Mondial 2026 : quand Hyundai utilise la scène du football pour lancer sa révolution robotique industrielle
Le 5 juillet, au MetLife Stadium, le robot humanoïde Atlas a fait son show devant 82 500 spectateurs, tandis que son comparse Spot montait la garde. Derrière cette parenthèse spectaculaire, le constructeur coréen joue sa partition la plus sérieuse : celle d’une industrialisation massive de la robotique, avec 30 000 unités par an en ligne de mire.
Ce n’était pas un simple coup de projecteur. À la mi-temps du huitième de finale Brésil-Norvège, le 5 juillet, Atlas a trotté sur la pelouse du MetLife Stadium, ballon au pied – ou plutôt dans la main. Une pirouette, une révérence, et voilà le cuir remis à l’arbitre, sous les yeux de dizaines de milliers de fans et des caméras du monde entier. Pendant ce temps, Spot, le quadrupède de la même famille, assurait la surveillance en périphérie du stade.
Pour Hyundai, propriétaire de Boston Dynamics depuis 2021, cette séquence n’avait rien d’une simple animation publicitaire. Elle s’inscrit dans une stratégie rodée, que le groupe coréen peaufine depuis vingt-sept ans au contact du football : des berlines pour les sélections, des bus pour les encadrements, des campagnes d’affichage avec les stars du ballon. Mais cette année, sur la scène de la Coupe du Monde 2026 – organisée aux États-Unis, au Canada et au Mexique – la vedette, c’est le robot.

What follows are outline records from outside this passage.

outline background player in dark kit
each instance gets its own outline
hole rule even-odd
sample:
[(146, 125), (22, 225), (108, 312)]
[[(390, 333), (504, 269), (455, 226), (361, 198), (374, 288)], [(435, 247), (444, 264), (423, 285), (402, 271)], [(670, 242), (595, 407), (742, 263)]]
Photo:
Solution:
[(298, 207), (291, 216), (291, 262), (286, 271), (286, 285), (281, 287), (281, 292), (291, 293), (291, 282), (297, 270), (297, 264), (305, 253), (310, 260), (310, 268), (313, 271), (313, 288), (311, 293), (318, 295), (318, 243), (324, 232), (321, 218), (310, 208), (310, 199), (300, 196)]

Une première mondiale… et un message aux industriels
Selon Hyundai, jamais un robot humanoïde n’avait participé en direct à une rencontre de Coupe du Monde. Derrière cette performance, un travail de précision signé Boston Dynamics. Alberto Rodriguez, directeur du comportement robotique, explique que le robot analyse d’abord des mouvements humains réels, les reproduit des milliers de fois en simulation, puis les exécute grâce à un système de « contrôle de corps entier » qui coordonne ses membres en temps réel. Un entraînement digne d’un athlète – à la différence près que le joueur, lui, ne risque pas de tomber en panne de batterie en plein effort. Un souvenir, pour les initiés, de Spot en mars 2021, lorsqu’il avait dû interrompre un exercice avec l’armée française à Saint-Cyr, faute d’énergie.
Mais ce jour-là, pas de fausse note. Atlas a tenu son rôle, et le public retenu. Pourtant, les équipes de Boston Dynamics ne cachent pas les limites du spectacle : les robots sont encore « loin » de pouvoir évoluer sur un terrain de foot. Ce Mondial n’est pas leur victoire, c’est leur audition.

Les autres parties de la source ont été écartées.